L’evento prende avvio dai dati raccolti dai Centri di Ascolto della Caritas Ambrosiana, che collocano la questione abitativa al secondo posto dopo il lavoro tra i bisogni maggiormente segnalati dai cittadini. In provincia di Varese il patrimonio di edilizia pubblica conta 6.857 alloggi in 76 comuni, di cui il 77% di proprietà Aler e il 23% in gestione comunale. Circa il 12% degli alloggi risulta non assegnato per carenza di manutenzione, evidenziando la necessità di interventi strutturali e di risorse adeguate. «Da questi dati – secondo il M5S – emerge con chiarezza il fallimento delle politiche abitative di Regione Lombardia, cui si sommano contributi governativi insufficienti e ulteriori tagli alle risorse disponibili.
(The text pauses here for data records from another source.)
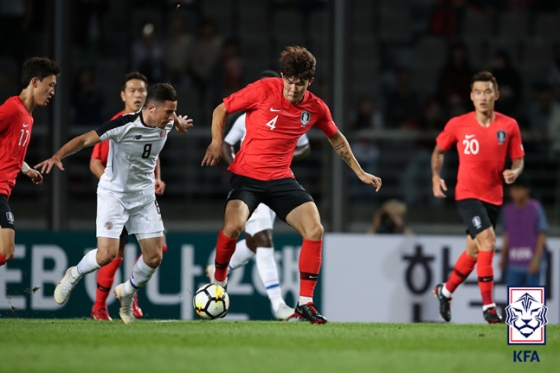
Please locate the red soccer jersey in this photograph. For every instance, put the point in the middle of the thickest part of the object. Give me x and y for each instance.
(273, 127)
(482, 154)
(101, 150)
(15, 131)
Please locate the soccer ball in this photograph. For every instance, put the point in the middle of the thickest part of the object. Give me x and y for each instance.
(211, 302)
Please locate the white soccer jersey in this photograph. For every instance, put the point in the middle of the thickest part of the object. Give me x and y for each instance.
(133, 153)
(238, 131)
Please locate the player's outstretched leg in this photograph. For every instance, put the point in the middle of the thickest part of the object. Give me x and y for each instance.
(87, 265)
(309, 266)
(105, 279)
(268, 271)
(463, 268)
(125, 292)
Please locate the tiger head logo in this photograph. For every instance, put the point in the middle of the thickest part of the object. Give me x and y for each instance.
(526, 315)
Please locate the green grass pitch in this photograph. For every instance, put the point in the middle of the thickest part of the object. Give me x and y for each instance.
(33, 345)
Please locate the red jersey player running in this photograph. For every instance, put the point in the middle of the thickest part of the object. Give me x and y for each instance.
(484, 139)
(134, 89)
(279, 111)
(16, 122)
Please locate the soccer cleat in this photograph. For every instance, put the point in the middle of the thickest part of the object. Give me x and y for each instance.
(309, 312)
(284, 313)
(444, 302)
(100, 314)
(65, 286)
(125, 312)
(492, 316)
(136, 310)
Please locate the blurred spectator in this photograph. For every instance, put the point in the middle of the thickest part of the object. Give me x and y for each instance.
(509, 83)
(147, 54)
(524, 238)
(207, 49)
(390, 219)
(177, 49)
(365, 117)
(415, 181)
(232, 68)
(454, 79)
(445, 16)
(87, 100)
(402, 105)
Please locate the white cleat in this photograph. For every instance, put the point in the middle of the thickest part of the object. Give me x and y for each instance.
(125, 312)
(284, 313)
(65, 286)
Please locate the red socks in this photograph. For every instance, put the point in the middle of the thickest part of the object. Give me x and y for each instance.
(105, 278)
(309, 266)
(462, 270)
(225, 247)
(485, 272)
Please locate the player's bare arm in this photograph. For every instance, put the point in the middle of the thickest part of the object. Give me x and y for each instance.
(342, 148)
(302, 152)
(182, 123)
(438, 184)
(96, 167)
(513, 173)
(214, 151)
(160, 184)
(73, 146)
(34, 175)
(228, 152)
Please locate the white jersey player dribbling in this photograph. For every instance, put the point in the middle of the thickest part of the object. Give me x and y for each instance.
(261, 221)
(126, 192)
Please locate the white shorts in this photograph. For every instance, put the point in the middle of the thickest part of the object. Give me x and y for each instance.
(262, 219)
(141, 217)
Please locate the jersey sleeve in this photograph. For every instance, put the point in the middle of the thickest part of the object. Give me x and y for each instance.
(237, 131)
(448, 136)
(302, 141)
(326, 123)
(114, 129)
(246, 98)
(516, 145)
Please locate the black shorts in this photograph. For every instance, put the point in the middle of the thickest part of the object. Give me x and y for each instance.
(123, 239)
(478, 215)
(281, 195)
(6, 217)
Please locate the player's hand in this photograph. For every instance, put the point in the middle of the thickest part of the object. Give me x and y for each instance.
(213, 154)
(371, 180)
(182, 124)
(46, 166)
(160, 187)
(509, 176)
(438, 187)
(35, 176)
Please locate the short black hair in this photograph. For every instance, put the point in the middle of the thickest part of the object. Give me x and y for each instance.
(161, 92)
(38, 67)
(131, 76)
(269, 74)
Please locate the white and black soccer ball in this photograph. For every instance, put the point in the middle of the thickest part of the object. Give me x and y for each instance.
(211, 302)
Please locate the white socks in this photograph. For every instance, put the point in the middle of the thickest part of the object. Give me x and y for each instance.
(269, 275)
(241, 255)
(87, 265)
(141, 274)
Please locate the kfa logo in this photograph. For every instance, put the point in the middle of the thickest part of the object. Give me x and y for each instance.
(501, 135)
(305, 118)
(526, 315)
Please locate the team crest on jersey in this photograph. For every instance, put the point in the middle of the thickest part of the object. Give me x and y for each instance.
(501, 135)
(305, 118)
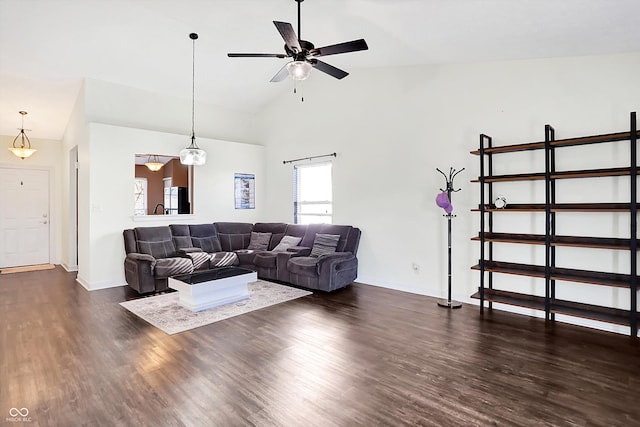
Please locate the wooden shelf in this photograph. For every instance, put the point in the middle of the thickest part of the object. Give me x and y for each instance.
(584, 140)
(593, 173)
(538, 176)
(566, 274)
(532, 207)
(569, 241)
(512, 268)
(569, 308)
(560, 207)
(512, 148)
(512, 298)
(554, 277)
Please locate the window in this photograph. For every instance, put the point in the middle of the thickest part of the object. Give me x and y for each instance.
(312, 199)
(140, 193)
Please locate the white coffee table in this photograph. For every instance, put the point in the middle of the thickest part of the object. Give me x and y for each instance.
(211, 288)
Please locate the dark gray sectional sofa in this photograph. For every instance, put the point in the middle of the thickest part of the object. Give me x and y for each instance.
(315, 256)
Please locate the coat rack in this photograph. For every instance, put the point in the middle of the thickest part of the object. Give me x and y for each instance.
(444, 201)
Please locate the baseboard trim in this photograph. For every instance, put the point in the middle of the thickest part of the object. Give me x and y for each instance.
(99, 285)
(69, 268)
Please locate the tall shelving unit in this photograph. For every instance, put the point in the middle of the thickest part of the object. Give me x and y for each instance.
(550, 272)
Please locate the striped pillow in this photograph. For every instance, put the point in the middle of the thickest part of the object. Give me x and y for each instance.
(324, 244)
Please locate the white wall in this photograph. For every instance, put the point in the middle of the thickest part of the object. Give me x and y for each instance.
(76, 134)
(119, 105)
(48, 157)
(106, 192)
(393, 127)
(109, 124)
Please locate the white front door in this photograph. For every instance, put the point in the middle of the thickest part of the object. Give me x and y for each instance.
(24, 217)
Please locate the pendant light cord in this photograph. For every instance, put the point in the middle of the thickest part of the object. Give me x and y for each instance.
(193, 37)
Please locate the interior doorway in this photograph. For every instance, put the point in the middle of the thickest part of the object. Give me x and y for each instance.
(24, 217)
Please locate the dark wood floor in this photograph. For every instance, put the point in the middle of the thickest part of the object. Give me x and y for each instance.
(363, 356)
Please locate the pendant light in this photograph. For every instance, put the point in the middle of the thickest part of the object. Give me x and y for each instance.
(24, 150)
(153, 163)
(192, 155)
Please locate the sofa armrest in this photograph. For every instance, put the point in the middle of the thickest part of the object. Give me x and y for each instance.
(138, 257)
(336, 270)
(299, 251)
(139, 272)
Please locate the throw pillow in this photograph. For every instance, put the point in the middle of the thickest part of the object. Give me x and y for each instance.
(259, 241)
(286, 243)
(324, 244)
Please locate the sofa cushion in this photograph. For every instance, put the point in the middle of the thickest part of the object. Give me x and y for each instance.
(305, 266)
(221, 259)
(205, 237)
(324, 244)
(207, 244)
(181, 236)
(265, 259)
(155, 241)
(286, 243)
(259, 241)
(277, 230)
(234, 235)
(199, 259)
(164, 249)
(166, 267)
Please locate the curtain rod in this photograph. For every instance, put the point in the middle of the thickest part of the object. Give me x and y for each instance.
(309, 158)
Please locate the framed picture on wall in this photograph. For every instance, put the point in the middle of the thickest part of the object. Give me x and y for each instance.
(245, 191)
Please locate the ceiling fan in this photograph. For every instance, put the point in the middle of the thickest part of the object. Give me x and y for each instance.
(304, 54)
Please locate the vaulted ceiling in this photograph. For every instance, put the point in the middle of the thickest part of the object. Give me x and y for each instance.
(48, 46)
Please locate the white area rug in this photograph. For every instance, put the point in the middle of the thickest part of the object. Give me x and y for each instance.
(164, 312)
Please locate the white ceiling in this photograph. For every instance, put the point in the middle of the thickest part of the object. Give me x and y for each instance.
(48, 46)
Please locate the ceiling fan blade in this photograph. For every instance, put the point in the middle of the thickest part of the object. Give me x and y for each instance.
(329, 69)
(280, 75)
(335, 49)
(256, 55)
(289, 35)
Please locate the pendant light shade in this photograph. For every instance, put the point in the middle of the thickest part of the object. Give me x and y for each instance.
(193, 155)
(154, 164)
(23, 150)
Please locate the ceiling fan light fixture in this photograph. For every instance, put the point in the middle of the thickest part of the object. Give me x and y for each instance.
(23, 150)
(299, 70)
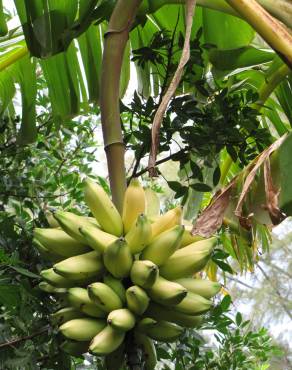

Nel 2025, infatti, i fondi destinati all’intera Lombardia ammontano a circa 2,8 milioni di euro, una cifra che non consente interventi adeguati per rendere realmente accessibili gli immobili».

Il caso Castellanza

Il tutto «in un contesto sociale sempre più critico – rimarcano i pentastellati – in Italia oltre 6 milioni di cittadini vivono in condizione di povertà assoluta, di cui 1,5 milioni di bambini (dati ISTAT), numeri in crescita a cui si aggiunge una questione salariale tra le più basse d’Europa, che rende sempre più difficile per i lavoratori sostenere il costo della vita e dell’abitare». Ecco perché il M5S territoriale di Busto Arsizio organizza questo evento proprio a partire dal caso di Castellanza, comune con meno di 15.000 abitanti, dove gli alloggi a canone calmierato sono passati negli anni da 579 a 354, di cui 64 necessitano di manutenzione, mentre le richieste abitative continuano ad aumentare. «In assenza di risorse economiche adeguate, questa situazione risulta di difficile soluzione — una criticità che si riscontra anche nei grandi centri urbani, a causa dei continui tagli ai trasferimenti agli enti locali, messi così in difficoltà nell’erogazione dei servizi essenziali, tra cui il diritto alla casa».

M5S all’attacco

«Con questa iniziativa — dichiara il gruppo territoriale del Movimento 5 Stelle — vogliamo richiamare l’attenzione degli amministratori a tutti i livelli sulla necessità di politiche strutturali e risorse certe per affrontare un disagio sociale che colpisce soprattutto le fasce più fragili della popolazione. Il problema dell’abitare non riguarda più solo la città di Milano, ma ormai interessa anche le province, dove i prezzi di acquisto e affitto degli immobili sono cresciuti in modo sproporzionato». L’incontro intende «promuovere un confronto tra istituzioni, realtà sociali e territorio, con l’obiettivo di individuare soluzioni concrete di riuso, recupero e valorizzazione del patrimonio abitativo pubblico e sociale».